When to See a Specialist
You should seek specialist evaluation if:
- Nail changes have been present for more than 6–8 weeks without clear explanation
- Antifungal treatment has produced no improvement after an adequate trial
- You have known psoriasis and are developing new nail changes
- You have nail changes AND any joint pain, swelling, or morning stiffness
- Your nail changes are causing functional difficulty or significant psychological distress
Nail Psoriasis in Hyderabad: Getting the Right Diagnosis
In Hyderabad, where psoriasis affects a significant portion of the population, many patients spend months managing nail changes with general practitioners or dermatologists who may not specialise in psoriatic disease. A specialist in psoriasis is equipped to:
- Distinguish nail psoriasis from fungal infection with precision
- Assess for psoriatic arthritis and coordinate rheumatology input where needed
- Use dermoscopy for detailed nail unit examination
- Develop a personalised treatment plan that accounts for severity, co-existing skin disease, and joint involvement
- Monitor treatment response systematically using validated scoring tools
The climate in Hyderabad — with its combination of heat, humidity, and seasonal variations — can also influence psoriasis flares and trigger secondary nail infections, making specialist-led management particularly important.
Frequently Asked Questions
Can nail psoriasis go away on its own? Nail psoriasis rarely resolves without treatment. It may wax and wane with overall psoriasis activity, but spontaneous complete clearance is uncommon. Treatment significantly improves outcomes.
Is nail psoriasis contagious? No. Psoriasis is an immune-mediated condition, not an infection. It cannot be transmitted by touch or contact.
How long does treatment take to work? Because nails grow slowly (fingernails approximately 3mm per month, toenails more slowly still), visible improvement takes time even with effective treatment. Realistic timelines are 3–6 months for meaningful improvement, and up to 12 months for near-complete clearance.
Can I wear nail polish with nail psoriasis?
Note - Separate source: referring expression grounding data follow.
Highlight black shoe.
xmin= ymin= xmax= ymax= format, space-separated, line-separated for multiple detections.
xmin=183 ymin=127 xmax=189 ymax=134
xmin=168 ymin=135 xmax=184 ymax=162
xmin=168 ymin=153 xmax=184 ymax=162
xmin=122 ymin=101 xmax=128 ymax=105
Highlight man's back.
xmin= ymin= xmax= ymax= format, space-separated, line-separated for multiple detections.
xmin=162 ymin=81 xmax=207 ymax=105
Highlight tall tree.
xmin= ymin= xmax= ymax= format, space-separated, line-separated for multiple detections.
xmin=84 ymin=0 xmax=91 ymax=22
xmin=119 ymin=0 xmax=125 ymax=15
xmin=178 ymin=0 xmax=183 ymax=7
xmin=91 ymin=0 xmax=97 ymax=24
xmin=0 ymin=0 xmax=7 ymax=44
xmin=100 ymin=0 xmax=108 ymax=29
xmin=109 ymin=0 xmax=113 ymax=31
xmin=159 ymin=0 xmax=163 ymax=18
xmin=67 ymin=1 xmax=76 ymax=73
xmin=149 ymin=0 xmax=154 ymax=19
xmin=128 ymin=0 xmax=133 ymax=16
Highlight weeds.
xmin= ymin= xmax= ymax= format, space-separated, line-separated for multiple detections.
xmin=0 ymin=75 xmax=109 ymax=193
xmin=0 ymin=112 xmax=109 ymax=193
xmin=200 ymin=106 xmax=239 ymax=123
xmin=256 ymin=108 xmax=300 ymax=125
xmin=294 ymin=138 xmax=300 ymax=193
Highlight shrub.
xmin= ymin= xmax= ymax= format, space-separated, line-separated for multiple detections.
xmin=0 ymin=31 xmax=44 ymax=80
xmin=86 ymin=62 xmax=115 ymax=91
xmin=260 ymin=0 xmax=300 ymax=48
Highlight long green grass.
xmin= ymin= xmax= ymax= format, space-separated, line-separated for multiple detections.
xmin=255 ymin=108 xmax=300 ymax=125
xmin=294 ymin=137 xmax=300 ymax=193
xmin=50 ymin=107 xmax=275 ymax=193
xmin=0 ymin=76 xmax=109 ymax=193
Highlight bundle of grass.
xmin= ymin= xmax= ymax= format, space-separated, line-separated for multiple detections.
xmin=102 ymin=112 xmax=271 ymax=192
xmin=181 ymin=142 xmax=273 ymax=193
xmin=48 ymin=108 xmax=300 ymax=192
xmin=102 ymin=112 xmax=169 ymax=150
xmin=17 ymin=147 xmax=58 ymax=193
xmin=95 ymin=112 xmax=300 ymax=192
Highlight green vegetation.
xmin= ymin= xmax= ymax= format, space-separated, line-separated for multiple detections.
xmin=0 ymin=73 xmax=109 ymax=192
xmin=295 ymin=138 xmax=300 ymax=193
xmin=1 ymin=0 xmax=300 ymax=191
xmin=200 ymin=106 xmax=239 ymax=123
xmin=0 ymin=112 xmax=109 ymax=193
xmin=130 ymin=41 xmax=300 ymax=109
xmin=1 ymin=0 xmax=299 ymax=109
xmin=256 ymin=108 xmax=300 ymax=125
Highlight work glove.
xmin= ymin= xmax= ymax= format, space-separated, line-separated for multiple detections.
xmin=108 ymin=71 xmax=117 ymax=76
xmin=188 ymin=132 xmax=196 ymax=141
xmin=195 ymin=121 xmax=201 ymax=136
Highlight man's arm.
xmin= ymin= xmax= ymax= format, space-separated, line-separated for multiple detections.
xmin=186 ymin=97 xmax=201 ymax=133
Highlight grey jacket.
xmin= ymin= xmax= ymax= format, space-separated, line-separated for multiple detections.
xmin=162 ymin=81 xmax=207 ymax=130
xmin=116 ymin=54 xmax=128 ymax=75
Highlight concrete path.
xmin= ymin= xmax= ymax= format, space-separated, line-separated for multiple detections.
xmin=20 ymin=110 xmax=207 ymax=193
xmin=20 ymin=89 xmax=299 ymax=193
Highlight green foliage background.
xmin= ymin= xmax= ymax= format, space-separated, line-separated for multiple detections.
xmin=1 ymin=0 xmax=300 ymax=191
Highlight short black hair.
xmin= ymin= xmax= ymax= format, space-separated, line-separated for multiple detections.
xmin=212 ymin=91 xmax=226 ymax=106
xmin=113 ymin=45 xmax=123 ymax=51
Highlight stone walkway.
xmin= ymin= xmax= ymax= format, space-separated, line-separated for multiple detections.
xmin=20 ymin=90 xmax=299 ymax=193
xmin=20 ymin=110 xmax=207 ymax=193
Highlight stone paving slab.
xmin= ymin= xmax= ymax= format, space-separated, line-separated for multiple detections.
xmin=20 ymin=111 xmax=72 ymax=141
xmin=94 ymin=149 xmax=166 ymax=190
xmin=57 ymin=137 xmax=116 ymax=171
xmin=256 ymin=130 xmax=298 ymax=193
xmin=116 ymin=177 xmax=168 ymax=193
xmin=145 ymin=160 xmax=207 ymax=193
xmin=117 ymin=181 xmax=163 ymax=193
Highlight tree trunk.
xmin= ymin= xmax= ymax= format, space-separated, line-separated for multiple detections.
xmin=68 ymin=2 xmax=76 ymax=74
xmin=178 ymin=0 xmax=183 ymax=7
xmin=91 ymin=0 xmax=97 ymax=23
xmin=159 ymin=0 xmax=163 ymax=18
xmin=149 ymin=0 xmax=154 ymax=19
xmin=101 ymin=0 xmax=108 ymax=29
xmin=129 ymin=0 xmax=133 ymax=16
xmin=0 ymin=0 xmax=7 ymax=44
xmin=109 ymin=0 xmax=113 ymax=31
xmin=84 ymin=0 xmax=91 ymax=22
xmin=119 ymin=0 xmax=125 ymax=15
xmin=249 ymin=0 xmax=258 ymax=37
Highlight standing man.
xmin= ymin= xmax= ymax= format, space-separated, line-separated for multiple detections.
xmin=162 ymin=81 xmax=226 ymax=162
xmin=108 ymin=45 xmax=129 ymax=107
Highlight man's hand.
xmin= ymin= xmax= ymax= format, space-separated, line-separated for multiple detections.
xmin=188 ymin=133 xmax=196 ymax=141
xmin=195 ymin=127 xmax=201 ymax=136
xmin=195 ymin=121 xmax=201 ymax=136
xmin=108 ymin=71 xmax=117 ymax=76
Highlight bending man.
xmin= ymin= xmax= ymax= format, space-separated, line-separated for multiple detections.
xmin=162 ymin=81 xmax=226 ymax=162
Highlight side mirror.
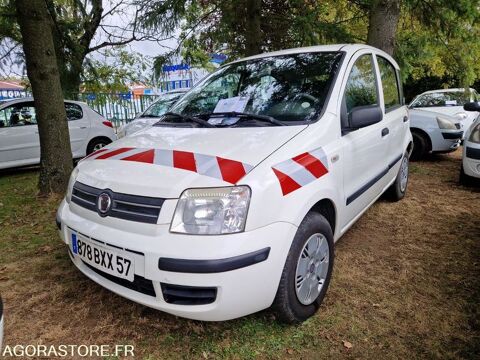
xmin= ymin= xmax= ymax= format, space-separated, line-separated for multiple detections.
xmin=349 ymin=105 xmax=383 ymax=129
xmin=463 ymin=102 xmax=480 ymax=112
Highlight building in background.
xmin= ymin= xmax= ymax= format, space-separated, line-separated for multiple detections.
xmin=0 ymin=80 xmax=29 ymax=100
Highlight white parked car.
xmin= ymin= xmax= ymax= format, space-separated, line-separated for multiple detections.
xmin=0 ymin=98 xmax=116 ymax=170
xmin=460 ymin=103 xmax=480 ymax=185
xmin=57 ymin=44 xmax=412 ymax=323
xmin=117 ymin=89 xmax=187 ymax=138
xmin=409 ymin=88 xmax=479 ymax=132
xmin=409 ymin=109 xmax=463 ymax=159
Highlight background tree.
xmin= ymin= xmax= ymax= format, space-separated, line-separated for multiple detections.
xmin=1 ymin=0 xmax=171 ymax=97
xmin=15 ymin=0 xmax=73 ymax=194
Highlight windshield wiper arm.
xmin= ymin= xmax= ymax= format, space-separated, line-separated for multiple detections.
xmin=162 ymin=112 xmax=216 ymax=128
xmin=205 ymin=112 xmax=286 ymax=126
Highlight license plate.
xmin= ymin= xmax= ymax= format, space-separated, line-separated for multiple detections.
xmin=71 ymin=233 xmax=134 ymax=282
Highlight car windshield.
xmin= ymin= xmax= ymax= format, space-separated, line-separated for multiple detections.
xmin=166 ymin=52 xmax=343 ymax=126
xmin=140 ymin=93 xmax=182 ymax=118
xmin=410 ymin=91 xmax=476 ymax=108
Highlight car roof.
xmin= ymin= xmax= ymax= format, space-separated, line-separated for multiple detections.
xmin=0 ymin=97 xmax=87 ymax=107
xmin=227 ymin=44 xmax=399 ymax=68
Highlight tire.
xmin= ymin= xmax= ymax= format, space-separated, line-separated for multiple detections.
xmin=386 ymin=151 xmax=409 ymax=201
xmin=411 ymin=132 xmax=429 ymax=161
xmin=272 ymin=212 xmax=334 ymax=324
xmin=86 ymin=137 xmax=111 ymax=155
xmin=459 ymin=165 xmax=476 ymax=186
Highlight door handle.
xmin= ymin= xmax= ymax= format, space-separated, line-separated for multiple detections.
xmin=381 ymin=127 xmax=389 ymax=137
xmin=80 ymin=126 xmax=88 ymax=129
xmin=403 ymin=116 xmax=408 ymax=122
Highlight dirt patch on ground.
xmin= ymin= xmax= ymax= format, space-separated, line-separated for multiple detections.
xmin=0 ymin=150 xmax=479 ymax=359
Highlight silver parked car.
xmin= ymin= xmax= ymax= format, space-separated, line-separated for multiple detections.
xmin=117 ymin=89 xmax=188 ymax=138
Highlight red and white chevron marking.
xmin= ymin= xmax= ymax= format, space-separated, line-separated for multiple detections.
xmin=84 ymin=147 xmax=254 ymax=184
xmin=272 ymin=148 xmax=329 ymax=195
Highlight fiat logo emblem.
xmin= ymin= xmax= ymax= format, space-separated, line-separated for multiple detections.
xmin=97 ymin=192 xmax=112 ymax=215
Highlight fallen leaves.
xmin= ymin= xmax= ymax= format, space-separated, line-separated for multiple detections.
xmin=342 ymin=340 xmax=353 ymax=350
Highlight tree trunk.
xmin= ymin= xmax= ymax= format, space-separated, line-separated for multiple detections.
xmin=15 ymin=0 xmax=73 ymax=195
xmin=245 ymin=0 xmax=262 ymax=56
xmin=366 ymin=0 xmax=401 ymax=56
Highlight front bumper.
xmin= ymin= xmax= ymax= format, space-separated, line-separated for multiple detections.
xmin=463 ymin=144 xmax=480 ymax=179
xmin=428 ymin=128 xmax=463 ymax=152
xmin=57 ymin=200 xmax=297 ymax=321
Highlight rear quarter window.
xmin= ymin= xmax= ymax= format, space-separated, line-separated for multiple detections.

This depends on your individual situation. Nail polish can camouflage changes and support self-confidence, but chemical removers and prolonged occlusion can irritate already-sensitive nail tissue. Discuss this with your specialist and use acetone-free removers where possible.
Does nail psoriasis mean I will definitely develop psoriatic arthritis? Not definitely — but it is a significant risk factor. Approximately 30% of psoriasis patients develop PsA, and nail involvement increases that risk. Regular monitoring for joint symptoms is advisable.
The Bottom Line
Nail psoriasis is not simply a cosmetic inconvenience. It is a meaningful marker of systemic psoriatic disease — a window into what may be happening beneath the surface in your joints and immune system. The pits, the oil drop, the lifting nail edge: each tells a part of the story.
If you have been managing unexplained nail changes without a clear diagnosis, or if you have psoriasis and your nails have begun to change, a specialist consultation is the right next step.